One key development in psychometrics, and where the field is continuing to innovate, is in going digital. In the old days, everything was paper-based. I recall in the good old days people stored the psychometrics on paper, and locked them away in a cupboard with a key that only the psychologist had. Half of the job of a psychologist was to unlock the cupboard, administer the process. That’s gone, we’ve automated that all away – half of that role doesn’t exist anymore, our systems do it. That’s continuing in that we’re embedding expert systems into digital solutions. This means individuals can interact with the system to get an understanding of who they are and indeed be coached through the apps that are developed. So that’s one key shift in the market. Of course, there’s still a huge role for coaches, psychologists and L&D people as facilitators of that process. It just means there will be changes, they need to find ways to add more value with these tools in support.

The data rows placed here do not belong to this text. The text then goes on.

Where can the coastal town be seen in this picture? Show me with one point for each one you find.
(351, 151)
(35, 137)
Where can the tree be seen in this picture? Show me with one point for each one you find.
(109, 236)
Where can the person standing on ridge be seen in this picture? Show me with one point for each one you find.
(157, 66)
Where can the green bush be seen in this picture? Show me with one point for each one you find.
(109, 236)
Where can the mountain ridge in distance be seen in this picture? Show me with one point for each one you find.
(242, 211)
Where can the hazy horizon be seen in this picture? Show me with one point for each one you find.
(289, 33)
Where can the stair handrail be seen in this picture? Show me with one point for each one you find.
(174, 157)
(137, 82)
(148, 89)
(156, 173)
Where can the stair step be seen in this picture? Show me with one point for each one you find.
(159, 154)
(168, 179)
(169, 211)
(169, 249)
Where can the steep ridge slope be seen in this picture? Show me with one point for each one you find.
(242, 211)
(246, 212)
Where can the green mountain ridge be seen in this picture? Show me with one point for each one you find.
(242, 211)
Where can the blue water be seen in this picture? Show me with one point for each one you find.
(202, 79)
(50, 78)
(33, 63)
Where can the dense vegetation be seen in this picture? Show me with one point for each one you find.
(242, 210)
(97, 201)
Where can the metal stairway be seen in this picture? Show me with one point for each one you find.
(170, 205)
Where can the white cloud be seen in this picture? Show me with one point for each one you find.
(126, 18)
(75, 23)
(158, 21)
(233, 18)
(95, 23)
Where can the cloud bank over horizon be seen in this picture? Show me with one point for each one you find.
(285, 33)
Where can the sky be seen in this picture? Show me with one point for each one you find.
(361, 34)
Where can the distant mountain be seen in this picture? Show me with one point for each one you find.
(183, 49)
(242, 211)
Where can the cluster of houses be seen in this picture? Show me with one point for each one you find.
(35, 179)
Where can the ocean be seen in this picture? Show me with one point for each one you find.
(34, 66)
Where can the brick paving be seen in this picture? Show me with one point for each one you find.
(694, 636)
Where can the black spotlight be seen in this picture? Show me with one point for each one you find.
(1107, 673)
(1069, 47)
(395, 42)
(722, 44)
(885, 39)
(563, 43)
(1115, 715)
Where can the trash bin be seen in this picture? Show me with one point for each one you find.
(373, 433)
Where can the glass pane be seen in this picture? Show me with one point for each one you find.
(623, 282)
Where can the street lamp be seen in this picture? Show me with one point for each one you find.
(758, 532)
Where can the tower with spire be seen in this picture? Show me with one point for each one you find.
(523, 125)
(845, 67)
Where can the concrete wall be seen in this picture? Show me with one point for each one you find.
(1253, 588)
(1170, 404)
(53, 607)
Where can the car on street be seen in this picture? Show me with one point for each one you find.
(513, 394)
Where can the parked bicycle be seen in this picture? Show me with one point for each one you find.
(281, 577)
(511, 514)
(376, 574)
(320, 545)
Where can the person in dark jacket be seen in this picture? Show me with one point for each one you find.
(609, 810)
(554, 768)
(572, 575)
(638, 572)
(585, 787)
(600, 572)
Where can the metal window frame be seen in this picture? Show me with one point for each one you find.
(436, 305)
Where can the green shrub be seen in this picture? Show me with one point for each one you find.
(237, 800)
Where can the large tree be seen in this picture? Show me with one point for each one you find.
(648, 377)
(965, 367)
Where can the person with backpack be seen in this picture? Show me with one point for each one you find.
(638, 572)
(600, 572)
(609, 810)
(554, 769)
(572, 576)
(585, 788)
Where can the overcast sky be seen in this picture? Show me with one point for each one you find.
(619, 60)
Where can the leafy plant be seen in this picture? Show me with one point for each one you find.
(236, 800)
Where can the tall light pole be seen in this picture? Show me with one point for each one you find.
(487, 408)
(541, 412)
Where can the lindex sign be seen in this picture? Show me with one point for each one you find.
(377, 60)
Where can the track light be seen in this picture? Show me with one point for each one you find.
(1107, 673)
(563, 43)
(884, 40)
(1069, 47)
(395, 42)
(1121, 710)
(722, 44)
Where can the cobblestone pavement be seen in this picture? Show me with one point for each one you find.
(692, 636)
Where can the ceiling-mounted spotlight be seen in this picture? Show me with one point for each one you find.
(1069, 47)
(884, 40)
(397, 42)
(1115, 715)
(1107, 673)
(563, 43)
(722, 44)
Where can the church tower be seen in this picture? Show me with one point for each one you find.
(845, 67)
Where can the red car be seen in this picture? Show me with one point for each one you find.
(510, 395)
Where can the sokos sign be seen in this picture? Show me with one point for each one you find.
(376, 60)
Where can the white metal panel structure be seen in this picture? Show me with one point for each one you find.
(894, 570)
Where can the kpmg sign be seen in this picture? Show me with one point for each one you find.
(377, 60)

New applications of psychometrics

In the future, I think we will see a larger use of psychometrics from marketers. For many, many decades marketers have profiled people demographically based on age and social class. That’s been the basis of much marketing around the world. And now something’s happened. Through the Internet, through gathering more data, marketers have woken up to the fact that actually looking at different personalities, different traits, is also an extremely helpful way to segment for marketing purposes. And, of course, politicians have woken up to that, too. They see it as a good way of influencing people to vote for them, or, somewhat ethically concerning, to not vote at all. So, it’s exciting and it’s a concern same time.

One of the interesting things here is that my experience with psychometrics is much more at a personal level. I want to help the individual develop, I want to help an organisation find the right people for the right roles. But when we lift things up to a higher level in terms of marketing, mass-marketing to millions and tens of millions of people, you no longer need the accuracy at the individual level for the approaches to still be useful. So actually, in my experience so far, the way of profiling people, looking at their internet profiles and their interactions, it’s nowhere near as accurate still as traditional psychometric questionnaires or having a dialogue with somebody to find out about them. But in some ways for marketing purposes it’s not necessary to be so accurate because you’re dealing with aggregate numbers at a high level. That’s an interesting reflection.

I’m sure as time goes by, we will figure out ways of looking at your digital footprint and much more accurately figuring out who you are, your way of being, and what you’re all about. Whether it will take a couple of years or a decade I’m not sure.

Innovation at Lumina Learning

At Lumina Learning we’ve embraced innovation in psychometrics since our launch, but there’s a lot, lot more to do.

We need to continue down the route of democratising psychometrics and democratising knowledge around psychology and self-awareness. In my youth it was quite hard to get hold of these books and have people help you experience psychometrics. Now, through the power of the internet and digital distribution we’re getting to many, many more people all across the globe at younger ages. So we’re sort of democratising it and making it available. It’s not locked away in a cupboard for the experts, it’s for everyone.

The second thing that we’re doing is working on the topic of bias. We want to reduce those biases which are there in society and are certainly present in psychometrics. We have our eye on reducing evaluative bias where we value an extravert more than an introvert, for example. Or we value someone that’s very optimistic more than someone who is more vigilant, and so on. So we have a great focus on looking at issues of bias psychologically, in terms of gender and so on.

And the third thing that we’re about is digitising, but digitising so that we make stuff practical. We put the knowledge in the palm of your hands, and you have it with you whenever you need it. So it’s not locked away in a cupboard, it’s not something you do as a one-off. We can start to interact digitally with these resources, and they’re catalysts for us. So going digital, making it practical, that’s the third thing we’re going to be working on over the next 5 to 10 years.